Zuma-Sambudla says the portrait by Brett Murray of her father with his genitals exposed constitutes hate speech. She also says that she and her younger siblings can no longer “freely mingle with the public without a deep feeling of being ostracised by the demeaning discussions about my father’s private parts”.
She says that Zuma’s children’s constitutional rights are being violated – especially the right enshrined in Section 28(1)(d) which “prohibits the abuse and degradation of children”.
“My little brothers and sisters are exposed to abuse by other children in schools and colleges when their father’s sexual organs are publicly displayed and discussed on radio stations and talk shows,” she says.

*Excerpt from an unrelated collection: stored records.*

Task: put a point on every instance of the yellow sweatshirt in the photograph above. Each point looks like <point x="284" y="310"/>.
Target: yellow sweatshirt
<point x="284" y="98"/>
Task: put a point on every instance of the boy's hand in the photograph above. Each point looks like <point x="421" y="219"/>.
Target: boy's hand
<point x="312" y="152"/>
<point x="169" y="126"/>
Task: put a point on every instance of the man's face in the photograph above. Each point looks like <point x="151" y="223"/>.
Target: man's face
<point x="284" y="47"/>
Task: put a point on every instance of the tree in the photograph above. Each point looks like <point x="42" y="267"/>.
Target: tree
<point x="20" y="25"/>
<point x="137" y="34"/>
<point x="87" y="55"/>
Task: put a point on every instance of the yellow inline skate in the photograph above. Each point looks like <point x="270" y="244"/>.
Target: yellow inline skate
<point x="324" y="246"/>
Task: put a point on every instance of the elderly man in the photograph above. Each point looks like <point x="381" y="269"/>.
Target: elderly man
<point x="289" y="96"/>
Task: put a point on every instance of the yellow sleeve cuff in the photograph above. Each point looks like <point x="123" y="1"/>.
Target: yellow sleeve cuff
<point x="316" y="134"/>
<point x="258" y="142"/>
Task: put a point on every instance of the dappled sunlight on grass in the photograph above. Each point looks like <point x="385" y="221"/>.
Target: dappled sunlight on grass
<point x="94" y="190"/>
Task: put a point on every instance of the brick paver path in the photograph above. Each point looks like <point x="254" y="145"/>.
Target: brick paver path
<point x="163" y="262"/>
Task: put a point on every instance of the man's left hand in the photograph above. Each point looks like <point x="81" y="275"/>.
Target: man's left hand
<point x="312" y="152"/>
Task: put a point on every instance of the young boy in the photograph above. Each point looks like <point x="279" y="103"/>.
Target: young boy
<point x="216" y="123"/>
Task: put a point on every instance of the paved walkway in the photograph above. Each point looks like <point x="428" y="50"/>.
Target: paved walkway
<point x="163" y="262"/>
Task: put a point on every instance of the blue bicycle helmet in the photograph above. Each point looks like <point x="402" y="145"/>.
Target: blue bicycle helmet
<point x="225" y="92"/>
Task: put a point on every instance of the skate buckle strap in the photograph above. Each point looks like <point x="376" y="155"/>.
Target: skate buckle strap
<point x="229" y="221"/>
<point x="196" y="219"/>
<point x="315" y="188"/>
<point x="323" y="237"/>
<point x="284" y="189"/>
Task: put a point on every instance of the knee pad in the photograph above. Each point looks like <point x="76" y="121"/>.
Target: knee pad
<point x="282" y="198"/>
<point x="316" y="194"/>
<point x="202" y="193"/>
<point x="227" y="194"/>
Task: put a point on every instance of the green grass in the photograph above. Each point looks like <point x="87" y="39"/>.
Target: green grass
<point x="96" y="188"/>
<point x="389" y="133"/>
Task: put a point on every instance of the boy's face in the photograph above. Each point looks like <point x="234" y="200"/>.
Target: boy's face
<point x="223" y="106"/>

In addition, Zuma-Sambudla says, this is taboo in her culture and the portrait “displays a disdain for our cultural attitudes towards the public display of sexual organs”.
“In fact in our culture, when you wish to insult an opponent, you insult them by referring to the sexual organs of parents,” Zuma-Sambudla says.
“Such an insult often leads to violent conflict between the parties involved.”
Zuma-Sambudla says she has the authority to speak on behalf of all her siblings. Zuma has more than 20 children.
“In the short time that I have I am unable to provide confirmatory affidavits of all [Zuma’s] children that I represent but have their authority to convey in the strongest terms their feelings of violation, shame and vulnerability at the degrading portrait of our father which is on display,” she said, adding that viewing the painting has been a “humiliating and degrading experience” for them.
Zuma-Sambudla says that she understands art and is aware of the “value that artists bring to the lives of people and community generally”.
“My sisters are professional actors having participated in local and international firms (sic) and I have an appreciation of the value and importance of what artists do,” she says.
Her sister, Gugu, who wrote a statement decrying the portrait which was published by the City Press on Sunday, appeared in the hit TV series Isidingo.
Zuma-Sambudla says the children did not take the decision to join the proceedings lightly.
“As a family we have learnt to appreciate the “arrows of outrageous fortune that come with being a public family.”
“I have in the past watched with horror at the deeply hurtful insults that have been hauled (sic) at my father’s person and have restrained myself from making any comments about it because I understand that his public position inspires a variety of emotional, intellectual and sometimes physical responses from people,” she wrote.
“I believe that the image of my father in that portrait or picture is vulgar and conveys no meaningful or constitutionally protectable political speech. It is intended to insult him and in the process insult us, the children who have to contend with the most degrading publicity.
“In our view [it] is not only dehumanising of his right to dignity. It constitutes hate speech.”